Glossary

Glued Laminated Timber (Glulam)

Laminated Timber is a manufactured product that consists of at least three layers of dried wooden boards that are glued together. Usually, Laminated Timber is manufactured from conifers, such as spruce, pine or larch. As individual pieces of lumber are glued together in horizontal layers, it is possible to manufacture large structural members of Laminated Timber in a wide variety of shapes and sizes.

Laminated Timber can be defined as a product which has been manufactured from selected and prepared pieces of wood, and can be supplied in straight, curved and even twisted forms.

Manufacturing Process:

During the manufacturing process the wooden boards are dried until a moisture content of approximately 12% is reached. Then the material is machine graded and evaluated by visual grading. After that the wooden boards are connected by finger-joints.
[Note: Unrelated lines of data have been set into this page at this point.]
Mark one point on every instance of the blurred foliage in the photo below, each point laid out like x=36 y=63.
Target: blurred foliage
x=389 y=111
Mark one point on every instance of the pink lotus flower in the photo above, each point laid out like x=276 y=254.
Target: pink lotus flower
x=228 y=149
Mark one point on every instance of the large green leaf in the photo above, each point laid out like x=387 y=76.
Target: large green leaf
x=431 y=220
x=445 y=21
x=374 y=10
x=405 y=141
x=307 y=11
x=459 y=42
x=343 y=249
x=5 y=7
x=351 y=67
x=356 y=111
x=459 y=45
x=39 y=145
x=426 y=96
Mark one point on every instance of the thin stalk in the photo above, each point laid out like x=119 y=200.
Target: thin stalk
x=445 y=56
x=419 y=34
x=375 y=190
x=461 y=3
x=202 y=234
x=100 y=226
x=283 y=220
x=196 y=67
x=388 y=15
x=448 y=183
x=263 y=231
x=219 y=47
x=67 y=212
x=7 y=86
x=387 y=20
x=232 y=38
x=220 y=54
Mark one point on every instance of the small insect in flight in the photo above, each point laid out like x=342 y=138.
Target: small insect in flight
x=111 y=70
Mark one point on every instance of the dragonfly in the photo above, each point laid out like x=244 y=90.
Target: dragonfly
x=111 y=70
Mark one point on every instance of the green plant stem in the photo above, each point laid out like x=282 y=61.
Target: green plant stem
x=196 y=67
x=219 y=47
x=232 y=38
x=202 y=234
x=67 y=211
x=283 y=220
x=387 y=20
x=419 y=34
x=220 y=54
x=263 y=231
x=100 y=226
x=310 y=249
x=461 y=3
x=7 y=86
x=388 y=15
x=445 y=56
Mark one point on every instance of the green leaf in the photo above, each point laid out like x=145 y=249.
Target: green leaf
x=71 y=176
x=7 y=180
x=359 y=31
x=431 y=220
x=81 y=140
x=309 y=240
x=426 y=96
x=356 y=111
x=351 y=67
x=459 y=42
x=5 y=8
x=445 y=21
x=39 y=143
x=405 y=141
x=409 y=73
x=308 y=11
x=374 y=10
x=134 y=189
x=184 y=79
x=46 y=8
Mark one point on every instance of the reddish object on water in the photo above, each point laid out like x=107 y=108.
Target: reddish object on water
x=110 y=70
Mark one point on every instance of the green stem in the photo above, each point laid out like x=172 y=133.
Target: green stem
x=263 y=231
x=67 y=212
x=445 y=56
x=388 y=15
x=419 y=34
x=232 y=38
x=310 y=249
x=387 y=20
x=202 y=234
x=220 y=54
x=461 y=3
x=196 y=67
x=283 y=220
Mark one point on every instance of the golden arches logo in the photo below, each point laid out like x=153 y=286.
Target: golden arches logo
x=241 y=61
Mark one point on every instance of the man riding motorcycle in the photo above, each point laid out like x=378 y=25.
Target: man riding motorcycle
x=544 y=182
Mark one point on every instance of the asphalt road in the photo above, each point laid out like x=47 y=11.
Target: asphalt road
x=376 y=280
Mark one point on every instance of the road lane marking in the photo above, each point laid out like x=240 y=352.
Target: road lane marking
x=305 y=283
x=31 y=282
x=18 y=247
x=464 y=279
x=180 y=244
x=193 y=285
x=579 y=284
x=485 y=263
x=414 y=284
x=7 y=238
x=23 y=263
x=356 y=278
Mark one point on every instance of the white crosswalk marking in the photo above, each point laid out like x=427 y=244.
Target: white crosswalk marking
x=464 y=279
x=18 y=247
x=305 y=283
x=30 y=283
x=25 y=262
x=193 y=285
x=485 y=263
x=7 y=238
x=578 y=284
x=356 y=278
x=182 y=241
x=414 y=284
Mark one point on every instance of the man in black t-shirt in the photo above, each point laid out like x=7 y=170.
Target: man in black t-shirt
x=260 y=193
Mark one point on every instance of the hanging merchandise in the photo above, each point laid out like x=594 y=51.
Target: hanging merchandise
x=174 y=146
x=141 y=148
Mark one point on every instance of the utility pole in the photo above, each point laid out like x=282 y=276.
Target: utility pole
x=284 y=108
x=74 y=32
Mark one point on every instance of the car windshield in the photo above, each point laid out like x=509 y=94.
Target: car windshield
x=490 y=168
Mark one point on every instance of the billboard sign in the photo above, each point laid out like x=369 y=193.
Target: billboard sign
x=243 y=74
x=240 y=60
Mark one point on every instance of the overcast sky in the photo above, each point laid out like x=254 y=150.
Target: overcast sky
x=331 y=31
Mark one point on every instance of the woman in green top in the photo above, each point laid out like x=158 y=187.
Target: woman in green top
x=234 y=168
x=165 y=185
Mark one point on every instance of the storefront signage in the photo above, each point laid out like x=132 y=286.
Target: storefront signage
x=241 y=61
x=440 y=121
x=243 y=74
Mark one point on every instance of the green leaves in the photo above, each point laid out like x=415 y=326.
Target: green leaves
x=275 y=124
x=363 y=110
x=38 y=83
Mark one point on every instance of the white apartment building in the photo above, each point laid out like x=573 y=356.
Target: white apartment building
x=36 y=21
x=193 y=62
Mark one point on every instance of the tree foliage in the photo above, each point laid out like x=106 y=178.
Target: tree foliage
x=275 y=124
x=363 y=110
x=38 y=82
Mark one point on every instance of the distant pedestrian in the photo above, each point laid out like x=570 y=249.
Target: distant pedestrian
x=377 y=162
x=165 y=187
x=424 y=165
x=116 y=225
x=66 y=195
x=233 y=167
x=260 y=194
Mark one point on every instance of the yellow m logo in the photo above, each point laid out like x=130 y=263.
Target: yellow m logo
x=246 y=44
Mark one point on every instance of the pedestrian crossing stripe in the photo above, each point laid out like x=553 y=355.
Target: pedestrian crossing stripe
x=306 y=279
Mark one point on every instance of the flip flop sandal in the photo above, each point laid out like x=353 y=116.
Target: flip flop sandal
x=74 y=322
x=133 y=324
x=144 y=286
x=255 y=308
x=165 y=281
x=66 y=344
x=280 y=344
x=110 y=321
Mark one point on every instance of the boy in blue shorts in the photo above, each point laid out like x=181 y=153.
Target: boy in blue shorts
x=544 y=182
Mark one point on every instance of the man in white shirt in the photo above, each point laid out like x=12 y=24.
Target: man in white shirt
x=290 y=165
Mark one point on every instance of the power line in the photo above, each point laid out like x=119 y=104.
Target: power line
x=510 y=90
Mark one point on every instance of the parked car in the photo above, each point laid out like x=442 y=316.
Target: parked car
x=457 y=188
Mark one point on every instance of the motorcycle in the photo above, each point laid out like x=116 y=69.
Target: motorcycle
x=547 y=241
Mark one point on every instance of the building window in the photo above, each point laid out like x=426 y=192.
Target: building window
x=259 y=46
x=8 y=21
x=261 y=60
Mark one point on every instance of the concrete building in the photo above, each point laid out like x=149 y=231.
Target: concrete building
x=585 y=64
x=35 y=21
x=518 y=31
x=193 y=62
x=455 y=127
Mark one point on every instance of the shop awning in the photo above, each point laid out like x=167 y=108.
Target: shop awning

The finger-joined products are manufactured by taking the dried wooden boards, machining a finger profile in each of the pieces, adding the appropriate adhesive and then squeezing the pieces together.

Thanks to material properties such as straightness and stability, Laminated Timber is a very popular product in the timber construction industry and it is often used for supporting structures. When compared with other structural materials, Laminated Timber has several distinct advantages in size capability, variation of cross sections and architectural effects. And the size of Laminated Timber structural members is limited only by the capabilities of the manufacturing plant and the transportation system.